Two days ahead of Prime Minister Narendra Modi’s visit to Amarkantak as part of the five-month-long Narmada Seva Yatra’s concluding function, Islamic clerics in Madhya Pradesh have issued a fatwa objecting to the “ritualistic” participation of Muslims in the event.
The religious ruling – pronounced by Jabalpur-based mufti-e-azam Maulana Mehmud Ahmed Qadri and Mufti Naeem Akhtar Qadri – termed shouting slogans such as ‘Narmada-maiya ki jai’ (Hail Mother Narmada), participating in the kalash (pot) ritual, and showering flowers on saffron flags as “unIslamic”. It went on to state that members of the community who have already played a part in the event stand excommunicated from Islam unless they go for ‘tauba’ (repentance) at the earliest and reaffirm their faith.
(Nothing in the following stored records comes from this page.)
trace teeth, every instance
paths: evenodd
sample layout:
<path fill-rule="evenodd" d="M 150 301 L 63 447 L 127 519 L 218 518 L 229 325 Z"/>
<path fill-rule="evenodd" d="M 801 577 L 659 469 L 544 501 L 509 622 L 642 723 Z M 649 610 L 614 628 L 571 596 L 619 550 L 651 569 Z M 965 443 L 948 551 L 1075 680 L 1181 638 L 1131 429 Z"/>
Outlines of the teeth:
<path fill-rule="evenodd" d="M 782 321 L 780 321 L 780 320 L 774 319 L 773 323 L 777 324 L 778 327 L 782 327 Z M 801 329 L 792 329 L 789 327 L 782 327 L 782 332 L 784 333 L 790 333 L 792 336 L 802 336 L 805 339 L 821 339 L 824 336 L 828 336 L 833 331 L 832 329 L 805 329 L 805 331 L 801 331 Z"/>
The fatwa also stressed that Muslims guilty of committing the afore-mentioned religious offences should not “touch their wives” until they repent. Those failing to go for ‘tauba’ at the earliest would face social boycott, and their bodies won’t be allowed into the community graveyard.
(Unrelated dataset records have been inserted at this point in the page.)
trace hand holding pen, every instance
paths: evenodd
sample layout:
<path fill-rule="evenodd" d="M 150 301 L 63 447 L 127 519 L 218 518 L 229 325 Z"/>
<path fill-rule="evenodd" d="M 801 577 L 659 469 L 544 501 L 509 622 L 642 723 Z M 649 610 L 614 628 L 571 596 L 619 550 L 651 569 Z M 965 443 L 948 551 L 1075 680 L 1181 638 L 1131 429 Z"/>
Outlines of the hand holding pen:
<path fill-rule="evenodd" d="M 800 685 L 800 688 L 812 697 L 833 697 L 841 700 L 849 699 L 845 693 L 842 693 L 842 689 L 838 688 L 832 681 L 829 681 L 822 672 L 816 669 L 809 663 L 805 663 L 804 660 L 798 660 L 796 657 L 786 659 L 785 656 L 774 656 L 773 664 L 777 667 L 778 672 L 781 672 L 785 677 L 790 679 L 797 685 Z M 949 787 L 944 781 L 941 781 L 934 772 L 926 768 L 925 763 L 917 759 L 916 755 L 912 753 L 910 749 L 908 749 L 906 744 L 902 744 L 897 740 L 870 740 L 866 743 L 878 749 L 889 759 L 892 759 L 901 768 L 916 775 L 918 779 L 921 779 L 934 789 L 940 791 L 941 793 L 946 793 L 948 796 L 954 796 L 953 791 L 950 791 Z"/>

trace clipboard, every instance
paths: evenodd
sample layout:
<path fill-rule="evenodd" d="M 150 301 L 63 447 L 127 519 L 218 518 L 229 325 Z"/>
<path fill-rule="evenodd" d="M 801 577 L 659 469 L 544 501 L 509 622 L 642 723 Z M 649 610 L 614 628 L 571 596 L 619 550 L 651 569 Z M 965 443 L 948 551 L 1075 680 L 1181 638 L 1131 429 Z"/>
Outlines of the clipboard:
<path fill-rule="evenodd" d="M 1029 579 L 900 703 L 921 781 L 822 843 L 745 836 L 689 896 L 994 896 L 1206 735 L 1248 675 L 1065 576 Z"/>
Nearly a dozen Muslim leaders had accorded a grand welcome to the Narmada Seva Yatra when it reached Jabalpur on April 16. Several members of the community showered flowers on saffron flags and carried the kalash on their heads, even as others provided refreshments to Hindu devotees.
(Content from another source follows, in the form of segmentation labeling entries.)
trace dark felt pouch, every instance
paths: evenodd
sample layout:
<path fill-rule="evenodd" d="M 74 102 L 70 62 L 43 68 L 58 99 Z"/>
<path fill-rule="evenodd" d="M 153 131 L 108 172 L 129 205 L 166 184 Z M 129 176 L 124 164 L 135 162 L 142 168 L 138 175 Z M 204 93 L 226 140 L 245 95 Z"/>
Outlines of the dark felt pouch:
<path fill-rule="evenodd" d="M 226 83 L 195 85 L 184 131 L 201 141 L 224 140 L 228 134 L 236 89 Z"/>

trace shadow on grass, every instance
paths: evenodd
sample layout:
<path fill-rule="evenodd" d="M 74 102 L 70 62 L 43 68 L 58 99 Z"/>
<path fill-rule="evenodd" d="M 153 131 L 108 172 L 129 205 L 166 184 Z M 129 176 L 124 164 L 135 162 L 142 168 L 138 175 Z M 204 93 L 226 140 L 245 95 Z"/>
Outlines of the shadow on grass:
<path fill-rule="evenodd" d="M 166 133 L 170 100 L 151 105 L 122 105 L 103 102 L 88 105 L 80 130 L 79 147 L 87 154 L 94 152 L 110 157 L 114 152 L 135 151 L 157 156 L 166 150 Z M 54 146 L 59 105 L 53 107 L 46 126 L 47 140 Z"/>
The fatwa was issued in response to a query by Jabalpur resident MM Khan regarding Islamic jurisprudence on the participation of Muslims in such a yatra. It said that three Muslim leaders have already repented for their “najaayij and haraam (illegal and forbidden)” acts, and promised to refrain from repeating them in the future.
Mufti-e-azam Maulana Mehmud Ahmed Qadri told HT that he was not against Muslims participating in the Narmada yatra, only in their carrying out various religious rituals such as the ‘pooja’, keeping the kalash on their heads, shouting slogans like ‘Narmada Maiya ki Jai’, and showering flowers on saffron flags. “We can’t allow our people to participate in unIslamic rituals. While I have no problems with the Narmada yatra, I don’t want Muslims to do things that are not permitted in Islam,” he said.
Masood Ahmed Khan, secretary of the state coordination committee for Indian Muslims, expressed similar sentiments. “Islam had nothing against river conservation, but it does forbid idolatry and bowing down before anybody but the Almighty Allah,” he said.
The 3,500-km yatra was launched on December 11 with the objective of conserving the Narmada, a river that many residents of the state depend on for subsistence.